Jim Leonhardt and Jesse Catlin
Doctoral students Jim Leonhardt (left) and Jesse Catlin determined that inward-facing ad images elicit more positive responses than those facing outward because viewers find it easier to grasp the message. Steve Zylius / University Communications

UC Irvine students and community members alike recently got a good look into the world of business school research during a unique celebration: ResearchFest. Hosted by the Ph.D. program office at The Paul Merage School of Business, the all-day event showcased 16 research projects currently under way. Posters illustrated the projects, and doctoral students were present to explain their work and results.

“It’s useful for the community to see the type of research we’re doing,” says participant Kenji Klein. “The strange thing about being a Ph.D. student is that much of the work you do is on your own. You’re kind of isolated from the outside world and have no idea what everyone else is working on.

“This event allows us to share with other students and faculty from other areas – even representatives from local businesses. Their feedback fosters better research and better outcomes.”

Klein’s current project involves the burgeoning medical marijuana industry and the barriers confronting upstarts in the controversial new market, including close scrutiny by the medical community, regulatory issues and public perception.

“I’m really evaluating the entrepreneurial process by looking at an extreme case: how entrepreneurs have to fight for a market, build the rules and the regulatory system creating and allowing a market – and the unique problems they run into when their industry is quasi–illegal, like medical marijuana,” Klein says.

“Some of these issues are the same as those faced by entrepreneurs in post-socialist economies.
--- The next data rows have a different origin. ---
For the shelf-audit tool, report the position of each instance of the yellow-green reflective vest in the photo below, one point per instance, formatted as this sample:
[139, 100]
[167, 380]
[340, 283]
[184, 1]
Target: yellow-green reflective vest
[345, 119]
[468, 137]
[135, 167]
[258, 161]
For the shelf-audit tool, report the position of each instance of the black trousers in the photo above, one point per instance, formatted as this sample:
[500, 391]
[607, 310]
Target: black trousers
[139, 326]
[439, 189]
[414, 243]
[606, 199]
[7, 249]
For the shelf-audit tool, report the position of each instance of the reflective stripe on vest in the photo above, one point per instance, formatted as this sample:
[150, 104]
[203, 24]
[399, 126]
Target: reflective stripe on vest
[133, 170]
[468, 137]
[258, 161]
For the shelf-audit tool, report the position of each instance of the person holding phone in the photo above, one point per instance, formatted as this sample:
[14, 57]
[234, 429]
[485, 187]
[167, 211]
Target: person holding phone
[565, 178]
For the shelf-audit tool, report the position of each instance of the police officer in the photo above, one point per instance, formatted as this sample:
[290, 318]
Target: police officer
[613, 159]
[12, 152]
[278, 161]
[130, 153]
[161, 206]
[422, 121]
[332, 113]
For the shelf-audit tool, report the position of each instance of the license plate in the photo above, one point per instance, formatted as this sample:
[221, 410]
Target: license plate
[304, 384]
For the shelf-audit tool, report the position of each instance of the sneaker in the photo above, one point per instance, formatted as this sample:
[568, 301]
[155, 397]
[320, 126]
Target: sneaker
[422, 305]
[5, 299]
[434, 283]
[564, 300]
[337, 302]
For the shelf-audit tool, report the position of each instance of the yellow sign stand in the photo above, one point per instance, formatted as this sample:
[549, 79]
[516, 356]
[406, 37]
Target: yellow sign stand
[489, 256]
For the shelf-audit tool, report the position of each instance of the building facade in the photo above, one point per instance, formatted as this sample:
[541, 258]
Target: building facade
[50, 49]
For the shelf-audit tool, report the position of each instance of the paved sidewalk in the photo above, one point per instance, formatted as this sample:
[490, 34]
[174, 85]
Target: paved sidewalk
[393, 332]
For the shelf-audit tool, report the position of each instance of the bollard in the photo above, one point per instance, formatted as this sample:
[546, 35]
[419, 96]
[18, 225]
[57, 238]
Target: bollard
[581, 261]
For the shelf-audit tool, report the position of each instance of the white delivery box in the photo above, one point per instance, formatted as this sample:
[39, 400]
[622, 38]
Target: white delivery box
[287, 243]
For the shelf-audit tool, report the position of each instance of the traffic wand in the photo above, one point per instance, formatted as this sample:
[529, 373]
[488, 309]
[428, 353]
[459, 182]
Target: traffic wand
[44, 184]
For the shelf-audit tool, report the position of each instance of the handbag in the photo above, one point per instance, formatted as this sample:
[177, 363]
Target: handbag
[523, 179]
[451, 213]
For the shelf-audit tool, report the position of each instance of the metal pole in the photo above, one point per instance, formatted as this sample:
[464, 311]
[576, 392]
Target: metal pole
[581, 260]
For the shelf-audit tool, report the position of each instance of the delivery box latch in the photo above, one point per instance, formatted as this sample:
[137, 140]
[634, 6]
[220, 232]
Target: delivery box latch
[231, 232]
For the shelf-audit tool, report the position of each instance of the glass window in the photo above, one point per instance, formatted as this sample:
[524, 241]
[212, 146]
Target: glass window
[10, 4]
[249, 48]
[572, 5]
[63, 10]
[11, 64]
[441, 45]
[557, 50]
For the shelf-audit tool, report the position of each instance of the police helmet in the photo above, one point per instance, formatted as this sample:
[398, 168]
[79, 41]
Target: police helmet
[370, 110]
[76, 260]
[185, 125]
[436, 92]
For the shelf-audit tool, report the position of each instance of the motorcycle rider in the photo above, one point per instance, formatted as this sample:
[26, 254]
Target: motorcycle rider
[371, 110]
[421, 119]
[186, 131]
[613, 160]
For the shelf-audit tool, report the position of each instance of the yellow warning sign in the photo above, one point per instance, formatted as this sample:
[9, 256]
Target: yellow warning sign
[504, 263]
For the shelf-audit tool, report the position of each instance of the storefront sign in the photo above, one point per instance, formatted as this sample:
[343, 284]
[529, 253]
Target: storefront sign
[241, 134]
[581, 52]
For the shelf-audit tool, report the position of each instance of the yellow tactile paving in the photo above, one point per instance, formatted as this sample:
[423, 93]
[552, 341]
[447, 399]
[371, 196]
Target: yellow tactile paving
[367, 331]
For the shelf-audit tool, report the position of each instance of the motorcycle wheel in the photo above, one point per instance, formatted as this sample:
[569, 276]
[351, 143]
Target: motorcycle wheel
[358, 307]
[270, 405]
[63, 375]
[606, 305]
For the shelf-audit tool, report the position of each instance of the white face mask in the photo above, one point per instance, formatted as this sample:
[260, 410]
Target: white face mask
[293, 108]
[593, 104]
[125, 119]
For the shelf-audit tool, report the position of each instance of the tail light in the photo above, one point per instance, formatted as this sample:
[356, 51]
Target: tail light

How new types of businesses become legitimate is what I’m exploring.”

In contrast, doctoral students Jim Leonhardt and Jesse Catlin are studying a well-established industry: advertising.

“It’s widely known that certain advertising techniques generate a more positive response from viewers. Our goal was to explain why,” Leonhardt says. “Part of our work explored why ad images facing inward are often more effective at conveying a message and creating a positive response than images facing outward.

“What we discovered was that it took less work by the viewer to understand the message when the images faced inward. They perceived the message more quickly, which resulted in a more positive view of the product being marketed. Humans appear to be ‘cognitive misers.’ They want to maximize what they’re doing with the least amount of mental effort.”

Catlin notes: “I think what surprised us most about our findings was the difference in reaction time to inward- versus outward-facing product images – and that it was the speed to process the message that predicted the liking. Simply put, the easier an image is to process, the more you’re going to like it.

“I guess the next challenge for us will be to determine if the alternative is true: If something is hard to process, will you have a negative perception of that product? And how could that reaction be leveraged in, say, an antismoking campaign?”

ResearchFest, established in 2008 as a collegial, walk-around-style event, is the brainchild of Professor Alladi Venkatesh.

“UCI is known for research. However, much of the research that garners the public’s attention is that done by the science departments or medical school,” Venkatesh says. “I felt it was time for the business school to share its accomplishments and be recognized for the research our students conduct.”

Professor Robin Keller, director of Merage’s doctoral program, and Noel Negrete, assistant director, organized this year’s event.

“ResearchFest is an important part of the Ph.D. experience,” Keller says. “It not only provides an outlet for students to expose their work and share findings, but it also helps them get their research organized and prepared for presentation.

“It offers students a friendly forum in which they can practice their presentation skills, garner some input and gain confidence in their research. In addition, ResearchFest gives them something to put on their resumes, and from there they can revise their research for presentation in a competitive environment.”